A Place to Belong: Student Agency in the Social Capital of a Magnet High School
Elaine Clift Gore
Drawing on six years of historical research, this article presents a theoretical representation of the social mechanisms at work in the 30-year history of an ethnically diverse, public, magnet arts high school in an urban U.S. school district. Students' sense of belonging has been a significant factor in creation and maintenance of social capital in this school from its founding in 1971 through spring 2002. Merging the psychological concept of belonging with the sociological construct of social capital provides a functional understanding of social capital at work in a contemporary high school. Earlier scholarly work on both belonging and social capital in schools has failed to consider the possible agency of students as portrayed in this article. Students' sense of belonging emerges as a necessary addition to the theory of social capital in the evaluation of high schools' social functionality and a key to better student experiences in these institutions.
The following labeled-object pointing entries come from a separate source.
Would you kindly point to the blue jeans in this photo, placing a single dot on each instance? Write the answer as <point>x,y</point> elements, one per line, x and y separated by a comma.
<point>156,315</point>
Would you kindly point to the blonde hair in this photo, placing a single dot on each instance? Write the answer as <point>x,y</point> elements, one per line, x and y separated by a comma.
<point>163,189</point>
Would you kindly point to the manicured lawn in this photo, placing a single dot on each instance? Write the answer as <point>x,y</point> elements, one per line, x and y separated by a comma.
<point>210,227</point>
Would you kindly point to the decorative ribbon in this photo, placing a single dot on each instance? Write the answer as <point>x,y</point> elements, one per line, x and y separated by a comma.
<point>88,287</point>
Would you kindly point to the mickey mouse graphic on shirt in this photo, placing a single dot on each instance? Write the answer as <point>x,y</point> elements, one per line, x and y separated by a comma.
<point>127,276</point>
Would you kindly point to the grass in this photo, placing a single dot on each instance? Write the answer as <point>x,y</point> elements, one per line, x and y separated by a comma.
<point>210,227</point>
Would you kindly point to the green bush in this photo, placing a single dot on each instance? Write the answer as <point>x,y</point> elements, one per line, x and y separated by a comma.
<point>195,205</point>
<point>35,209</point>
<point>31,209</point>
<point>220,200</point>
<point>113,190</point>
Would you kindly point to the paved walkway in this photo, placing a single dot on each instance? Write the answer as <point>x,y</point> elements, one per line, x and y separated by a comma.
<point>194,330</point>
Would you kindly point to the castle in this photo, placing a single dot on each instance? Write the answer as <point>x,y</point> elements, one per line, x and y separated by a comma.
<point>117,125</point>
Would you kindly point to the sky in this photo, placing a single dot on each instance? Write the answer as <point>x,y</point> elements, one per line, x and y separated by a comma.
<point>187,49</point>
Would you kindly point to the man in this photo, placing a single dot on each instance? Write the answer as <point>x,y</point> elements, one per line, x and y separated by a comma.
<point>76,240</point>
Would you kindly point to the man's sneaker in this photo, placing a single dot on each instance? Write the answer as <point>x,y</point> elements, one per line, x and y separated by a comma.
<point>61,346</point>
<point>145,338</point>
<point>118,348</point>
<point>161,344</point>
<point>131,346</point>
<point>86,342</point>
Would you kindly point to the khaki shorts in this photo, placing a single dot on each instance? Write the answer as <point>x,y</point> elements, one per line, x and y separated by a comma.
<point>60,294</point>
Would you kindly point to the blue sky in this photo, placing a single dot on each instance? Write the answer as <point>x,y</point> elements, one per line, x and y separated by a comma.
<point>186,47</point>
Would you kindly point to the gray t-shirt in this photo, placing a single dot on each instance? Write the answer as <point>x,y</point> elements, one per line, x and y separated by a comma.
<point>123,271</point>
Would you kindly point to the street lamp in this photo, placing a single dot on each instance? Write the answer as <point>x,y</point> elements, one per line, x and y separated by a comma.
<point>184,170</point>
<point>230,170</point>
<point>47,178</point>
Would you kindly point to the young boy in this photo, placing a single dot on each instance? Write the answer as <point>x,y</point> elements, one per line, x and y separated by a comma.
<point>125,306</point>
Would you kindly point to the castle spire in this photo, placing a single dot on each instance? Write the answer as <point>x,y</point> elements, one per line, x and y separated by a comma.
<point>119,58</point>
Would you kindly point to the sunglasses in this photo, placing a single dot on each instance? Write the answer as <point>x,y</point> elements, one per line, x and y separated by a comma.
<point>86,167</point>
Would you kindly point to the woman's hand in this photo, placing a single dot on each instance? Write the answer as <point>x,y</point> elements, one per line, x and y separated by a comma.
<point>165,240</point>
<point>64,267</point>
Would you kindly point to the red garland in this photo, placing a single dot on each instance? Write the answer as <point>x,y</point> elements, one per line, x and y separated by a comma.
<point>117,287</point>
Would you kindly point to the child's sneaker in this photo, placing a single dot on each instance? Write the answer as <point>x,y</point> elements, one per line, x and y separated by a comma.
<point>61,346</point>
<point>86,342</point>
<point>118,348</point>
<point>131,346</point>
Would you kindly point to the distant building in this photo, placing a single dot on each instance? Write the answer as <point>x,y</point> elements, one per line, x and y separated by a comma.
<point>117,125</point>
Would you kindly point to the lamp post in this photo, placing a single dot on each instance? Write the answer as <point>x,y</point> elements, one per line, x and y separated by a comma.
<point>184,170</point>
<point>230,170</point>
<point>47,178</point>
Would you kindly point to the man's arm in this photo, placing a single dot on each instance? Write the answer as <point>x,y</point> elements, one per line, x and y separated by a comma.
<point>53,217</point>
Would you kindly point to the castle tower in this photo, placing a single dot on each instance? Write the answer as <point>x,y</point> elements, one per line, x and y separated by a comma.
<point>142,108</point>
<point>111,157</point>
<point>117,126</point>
Balancing Feedback and Inquiry: How Novice Observers (Supervisors) Learn from Inquiry into Their Own Practice
Brent Kilbourn, Catherine Keating, Karen Murray and Irene Ross
Giving constructive feedback to a teacher is a complex process. This article addresses the difficulty of giving feedback by discussing three different cases, each of which illustrates a dimension of the complexity of learning the process. It argues that an attitude of inquiry increases the likelihood that a novice observer (supervisor) will become better at providing feedback. These cases illuminate why genuinely constructive feedback is difficult to learn and to practice.
The Struggle for the American Extracurriculum at Ithaca High School, 1890–1917
Sevan G. Terzian
Numerous scholars have observed that the comprehensive high school has never succeeded in socially unifying the entire student body. This article attempts to explain why this has been the case by tracing the origins and development of the extracurriculum at Ithaca High School from 1890 to 1917. It demonstrates that students struggled with administrators to control clubs, athletic teams, and secret societies. Students' active role in shaping the character of the high school frustrated administrators' attempts to engineer a coordinated extracurriculum that would facilitate social unity.
Ninth Grade Physics: A Necessity for High School Science Programs
John R. Wilt
The traditional order in which science courses are taught in U.S. high schools is biology, chemistry, physics. The physics course usually is regarded as very difficult because it requires both high-level mathematical skills and high-level thinking skills; it is taught in the final year of high school to provide time for students to develop the necessary background in advanced mathematics and higher-order thinking skills. Research over the last 10 years indicates that an understanding of physics does not require, in fact, high-level mathematical skills and that some difficulties with physics are the result of students' misconceptions acquired at some earlier time. When these difficulties are addressed properly, it is possible to teach physics successfully to high school freshmen, providing them with considerable benefit for later science courses, particularly chemistry and biology.